Primero encendemos la luz, y luego nos dedicamos a apagarla.
Es que ¿cómo vamos a decir que vemos, si luego preferimos vivir como ciegos?
No en vano dice el refrán popular: “No hay peor ciego que el que no quiere ver”. ¿Acaso no fue este el ateísmo de Miguel de Unamuno? Durante mucho tiempo vivió esa lucha interna entre lo que pensaba y lo que vivía. De pronto, se hace una pregunta a sí mismo: “Miguel, o cambias de cabeza o cambias de vida”. Y claro, le pareció más fácil cambiar de cabeza que de vida. Y cambiada la cabeza ahora podía vivir a su aire.

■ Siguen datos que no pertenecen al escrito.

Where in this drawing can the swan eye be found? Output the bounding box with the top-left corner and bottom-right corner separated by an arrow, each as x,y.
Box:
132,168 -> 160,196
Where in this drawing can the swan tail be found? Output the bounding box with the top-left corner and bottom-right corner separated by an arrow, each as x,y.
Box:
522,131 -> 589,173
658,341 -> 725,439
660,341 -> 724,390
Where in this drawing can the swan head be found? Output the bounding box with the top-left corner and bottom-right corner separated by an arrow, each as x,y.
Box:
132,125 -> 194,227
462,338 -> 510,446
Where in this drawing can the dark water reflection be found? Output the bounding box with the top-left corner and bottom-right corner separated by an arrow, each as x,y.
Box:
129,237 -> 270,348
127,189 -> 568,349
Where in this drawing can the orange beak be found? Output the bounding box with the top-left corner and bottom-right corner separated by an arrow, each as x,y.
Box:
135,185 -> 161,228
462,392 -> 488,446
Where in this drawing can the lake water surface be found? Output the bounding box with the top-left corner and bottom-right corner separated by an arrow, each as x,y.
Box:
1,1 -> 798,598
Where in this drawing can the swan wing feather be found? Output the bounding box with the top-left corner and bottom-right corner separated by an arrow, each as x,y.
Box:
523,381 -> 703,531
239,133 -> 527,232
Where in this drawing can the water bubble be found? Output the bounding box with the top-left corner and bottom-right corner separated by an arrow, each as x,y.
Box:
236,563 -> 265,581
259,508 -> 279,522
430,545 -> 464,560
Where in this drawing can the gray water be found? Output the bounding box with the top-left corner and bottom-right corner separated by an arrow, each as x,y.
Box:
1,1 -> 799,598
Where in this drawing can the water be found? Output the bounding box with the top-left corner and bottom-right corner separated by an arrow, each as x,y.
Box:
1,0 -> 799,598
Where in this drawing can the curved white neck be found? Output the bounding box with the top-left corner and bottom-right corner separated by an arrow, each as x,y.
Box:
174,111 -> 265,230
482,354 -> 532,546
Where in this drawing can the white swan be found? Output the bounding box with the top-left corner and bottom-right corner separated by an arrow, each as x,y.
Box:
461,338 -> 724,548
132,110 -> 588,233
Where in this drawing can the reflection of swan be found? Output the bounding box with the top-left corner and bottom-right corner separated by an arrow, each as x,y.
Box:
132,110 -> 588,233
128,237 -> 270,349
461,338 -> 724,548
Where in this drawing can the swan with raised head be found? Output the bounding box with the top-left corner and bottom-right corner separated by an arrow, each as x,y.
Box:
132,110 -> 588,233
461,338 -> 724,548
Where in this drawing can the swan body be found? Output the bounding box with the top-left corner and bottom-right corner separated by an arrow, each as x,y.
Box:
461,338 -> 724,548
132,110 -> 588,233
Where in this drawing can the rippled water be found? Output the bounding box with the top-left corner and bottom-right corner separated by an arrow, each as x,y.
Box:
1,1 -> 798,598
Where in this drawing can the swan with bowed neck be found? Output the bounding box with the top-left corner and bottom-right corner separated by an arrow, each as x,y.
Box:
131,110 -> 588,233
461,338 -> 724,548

¿No fue también ésta la actitud de los paisanos de Jesús en su propio pueblo natal?
Primero reconocen y admiran su sabiduría.
Una sabiduría que nadie habría podido enseñarle.
Una sabiduría que no se enseñaba en la sinagoga.
Admiraban incluso los milagros de sus manos que le hacían algo especial.
Pero esto iba a tener serias consecuencias. ¿Y por qué entonces no le hacemos caso y le seguimos?
Cambiar no era fácil.
Cambiar trae problemas, incluso con la misma sinagoga.
Había que buscar otra salida.
Era preciso desmontar toda aquella admiración.
Y nada más fácil que buscarle la suela de sus sandalias.
A este le conocemos. Y conocemos toda su parentela.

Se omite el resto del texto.